Intanto, Martina tiene la barra dritta: “E’ in atto dai primi giorni dopo il 4 marzo un tentativo di accordo tra centrodestra e Cinquestelle. Dicano ora al Paese chiaramente cosa intendano fare. Noi rimaniamo coerenti con ciò che abbiamo detto al Quirinale pochi giorni fa». “Se dobbiamo discutere di cosa dobbiamo fare per il Paese - aggiunge - noi ripartiamo” da alcuni temi. E ancora: “Dal punto di vista dell’autocritica, sui toni c’è un passo in avanti da parte di Luigi Di Maio ed è apprezzabile, ma dal punto di vista delle ambiguità politiche rimangono tutte e per noi sono un fatto”. Botta e risposta con Di Maio, che dalla kermesse di Ivrea, sempre sull’onda dell’adagio andreottiano dei due forni, sentenzia: “Registro come un passo in avanti la dichiarazione del segretario del Pd Martina, come sono ben consapevole che Salvini sappia che al Quirinale se vai col 17 o col 37%, in ogni caso non fa 51%, e quindi non crei una maggioranza”.
Alla vigilia della settimana del secondo giro di consultazioni con il presidente della Repubblica, Sergio Mattarella, la strada verso un nuovo governo si fa quantomeno in salita.
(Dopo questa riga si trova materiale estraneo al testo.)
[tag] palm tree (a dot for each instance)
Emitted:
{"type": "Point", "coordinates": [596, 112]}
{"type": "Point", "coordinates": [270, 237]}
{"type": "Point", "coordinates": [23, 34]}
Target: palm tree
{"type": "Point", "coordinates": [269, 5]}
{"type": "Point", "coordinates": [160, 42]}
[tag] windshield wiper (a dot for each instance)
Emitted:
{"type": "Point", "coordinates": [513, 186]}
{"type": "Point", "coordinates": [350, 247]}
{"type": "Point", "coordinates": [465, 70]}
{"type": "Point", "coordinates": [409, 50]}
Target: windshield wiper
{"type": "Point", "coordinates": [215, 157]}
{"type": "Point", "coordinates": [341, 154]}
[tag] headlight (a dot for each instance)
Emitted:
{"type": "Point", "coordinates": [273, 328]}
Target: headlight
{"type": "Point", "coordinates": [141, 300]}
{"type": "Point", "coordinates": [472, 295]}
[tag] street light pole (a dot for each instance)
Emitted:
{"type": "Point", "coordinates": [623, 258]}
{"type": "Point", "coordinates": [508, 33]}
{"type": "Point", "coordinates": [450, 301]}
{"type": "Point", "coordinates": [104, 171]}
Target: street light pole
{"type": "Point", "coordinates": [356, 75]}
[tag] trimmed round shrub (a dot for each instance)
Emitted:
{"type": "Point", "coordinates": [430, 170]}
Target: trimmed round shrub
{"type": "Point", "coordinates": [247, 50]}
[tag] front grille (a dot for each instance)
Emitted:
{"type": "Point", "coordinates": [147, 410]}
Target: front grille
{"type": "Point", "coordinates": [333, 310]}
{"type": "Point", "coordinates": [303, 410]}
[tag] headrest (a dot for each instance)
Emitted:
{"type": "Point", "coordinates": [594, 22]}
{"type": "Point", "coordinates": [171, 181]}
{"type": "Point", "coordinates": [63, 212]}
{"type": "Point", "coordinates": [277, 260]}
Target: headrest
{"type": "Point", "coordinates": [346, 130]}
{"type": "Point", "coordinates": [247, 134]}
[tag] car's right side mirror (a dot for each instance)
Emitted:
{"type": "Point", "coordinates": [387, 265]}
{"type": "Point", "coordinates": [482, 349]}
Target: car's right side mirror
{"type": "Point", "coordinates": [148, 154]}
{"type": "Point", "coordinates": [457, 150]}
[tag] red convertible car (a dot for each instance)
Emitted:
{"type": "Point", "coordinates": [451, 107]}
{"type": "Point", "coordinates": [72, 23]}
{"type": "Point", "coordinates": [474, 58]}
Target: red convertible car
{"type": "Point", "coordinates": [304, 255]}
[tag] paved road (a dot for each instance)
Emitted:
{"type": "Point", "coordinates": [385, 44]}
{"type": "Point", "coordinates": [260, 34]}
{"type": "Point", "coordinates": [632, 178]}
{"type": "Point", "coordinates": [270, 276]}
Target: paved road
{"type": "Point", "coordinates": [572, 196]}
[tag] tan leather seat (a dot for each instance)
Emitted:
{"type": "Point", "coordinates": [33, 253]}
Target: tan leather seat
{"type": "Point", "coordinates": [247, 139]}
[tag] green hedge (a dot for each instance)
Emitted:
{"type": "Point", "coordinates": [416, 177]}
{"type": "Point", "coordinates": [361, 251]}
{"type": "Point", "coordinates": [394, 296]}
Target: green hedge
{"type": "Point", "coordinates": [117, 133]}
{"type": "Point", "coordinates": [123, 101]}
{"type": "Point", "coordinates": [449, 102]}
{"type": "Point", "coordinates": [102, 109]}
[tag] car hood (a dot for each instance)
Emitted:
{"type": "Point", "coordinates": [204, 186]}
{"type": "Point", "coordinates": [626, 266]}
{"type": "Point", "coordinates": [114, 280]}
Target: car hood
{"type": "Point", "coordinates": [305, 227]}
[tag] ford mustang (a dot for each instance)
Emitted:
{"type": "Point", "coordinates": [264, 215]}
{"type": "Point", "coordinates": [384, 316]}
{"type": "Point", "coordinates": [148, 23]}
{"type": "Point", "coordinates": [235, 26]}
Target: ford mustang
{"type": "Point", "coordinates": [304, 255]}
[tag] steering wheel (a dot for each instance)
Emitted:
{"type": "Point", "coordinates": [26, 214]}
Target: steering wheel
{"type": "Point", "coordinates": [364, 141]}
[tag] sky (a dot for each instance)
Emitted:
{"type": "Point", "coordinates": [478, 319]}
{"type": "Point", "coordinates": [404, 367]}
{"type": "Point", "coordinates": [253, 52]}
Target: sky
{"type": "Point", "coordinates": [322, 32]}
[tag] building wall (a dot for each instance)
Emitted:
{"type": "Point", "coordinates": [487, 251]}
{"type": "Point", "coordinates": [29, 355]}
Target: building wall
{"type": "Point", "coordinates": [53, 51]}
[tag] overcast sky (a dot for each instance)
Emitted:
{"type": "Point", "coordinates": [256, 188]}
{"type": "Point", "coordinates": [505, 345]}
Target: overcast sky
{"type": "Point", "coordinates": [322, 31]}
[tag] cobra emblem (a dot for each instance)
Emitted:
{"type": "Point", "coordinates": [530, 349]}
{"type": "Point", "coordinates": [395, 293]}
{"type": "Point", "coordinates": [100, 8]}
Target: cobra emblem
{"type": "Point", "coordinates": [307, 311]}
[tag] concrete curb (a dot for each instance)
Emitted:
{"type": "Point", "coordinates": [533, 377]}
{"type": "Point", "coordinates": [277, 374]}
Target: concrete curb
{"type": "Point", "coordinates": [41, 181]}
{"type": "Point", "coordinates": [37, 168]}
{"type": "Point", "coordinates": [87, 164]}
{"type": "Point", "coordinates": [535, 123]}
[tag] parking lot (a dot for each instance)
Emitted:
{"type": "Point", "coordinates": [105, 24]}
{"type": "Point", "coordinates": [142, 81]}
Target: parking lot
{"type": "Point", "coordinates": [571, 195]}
Constatazione avvalorata da quanto accade in casa del
Partito democratico, dove Franceschini dice “forse”,
Martina “ni” e Renzi “no”.
Se Luigi Di
Maio voleva gettare nello scompiglio l’ex nemico politico numero uno - non c’è che dire - missione compiuta. L’ascia di guerra sotterrata dal leader M5s ha avuto l’effetto di dissotterrare tutte quelle momentaneamente nascoste sotto il tappeto dem. Dario Franceschini coglie la palla al balzo e chiede al suo partito di ricominciare e di riflettere senza fretta, a partire da quella che definisce la “novità politica” di Luigi Di Maio. Il sasso nello stagno è gettato. Andrea Orlando con un’affermazione quasi rocambolesca dice, da un lato, che le parole del reggente Maurizio Martina (che ribadisce di voler essere minoranza) sono le sue, ma al contempo invita il partito a “incontrare tutti” e ad aprire il dialogo con i Cinquestelle. Sulla stessa linea Gianni Cuperlo, Francesco Boccia e Giuseppe Lumia.
Che il Pd sia sull’orlo di una crisi di nervi è difficile da smentire, tra guerre a colpi di tweet, note ufficiali, caminetti, convegni e dichiarazioni alle telecamere. C’è di tutto, tranne un sano confronto - anche a porte chiuse - nella sede deputata: il Nazareno. Non a caso, una fedelissima renziana come Maria Elena Boschi getta acqua sul fuoco: “Faremo proposte dall’opposizione, in modo serio e responsabile”.